[Spellyans] byghan and myghtern
craig at agantavas.org
Mon Apr 28 14:27:52 IST 2014
As an aside, you also find <bygh> in place-names. Probably an archaism in the language, but obviously it survives in a few names: Carnan Bygh = Watch Croft; Rospeath (Rospygh 1391), with provection caused by the -s of the generic, as occurs in several place-names).
On 2014 Ebr 28, at 13:07, Nicholas Williams wrote:
> I know that byghan 'small' is attested in placenames, but it does not occur in the texts.
> Beghan is attested twice in PA. Byhan is found a few times in the Ordinalia.
> The commonest forms for 'small' are byan, byen, bean in the texts.
> Lhuyd writes bîan. KS writes bian. I give a fuller list of examples in Gerryow Gwir.
> The reason that I mention the matter is that one also hears, for example,
> Breten Vyghan, where the second element is ['vIx at n] or ['vIk at n]. In the light of the
> attested forms this cannot be justified.
> One often hears ['mIxtern] for 'king'. But the word should be stressed on the
> second syllable. Moreover the spelling mytern is found as early as BM (1504).
> That means that from the early sixteenth century, if not before, there was
> medial -t- rather than -xt- in this word.
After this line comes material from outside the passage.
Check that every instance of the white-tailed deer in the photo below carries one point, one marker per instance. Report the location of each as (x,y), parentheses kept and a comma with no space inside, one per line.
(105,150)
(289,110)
In PA mygtern is the usual spelling.
> Myghtern is the default form in the Ordinalia, but there is no guarantee
> that myghtern was always pronounced with -xt- rather than -t- there.
> After all we find one example of myzternas in BM, but three exx. of myternes
> in the play. This would seem to indicate that myzternas was a historical spelling only,
> and that myternas was the everyday pronunciation.
> Since Anglophones find
> the group -xt- difficult, and since the form mytern, matern is so well attested,
> would it not be better to make mytern the default form in speech?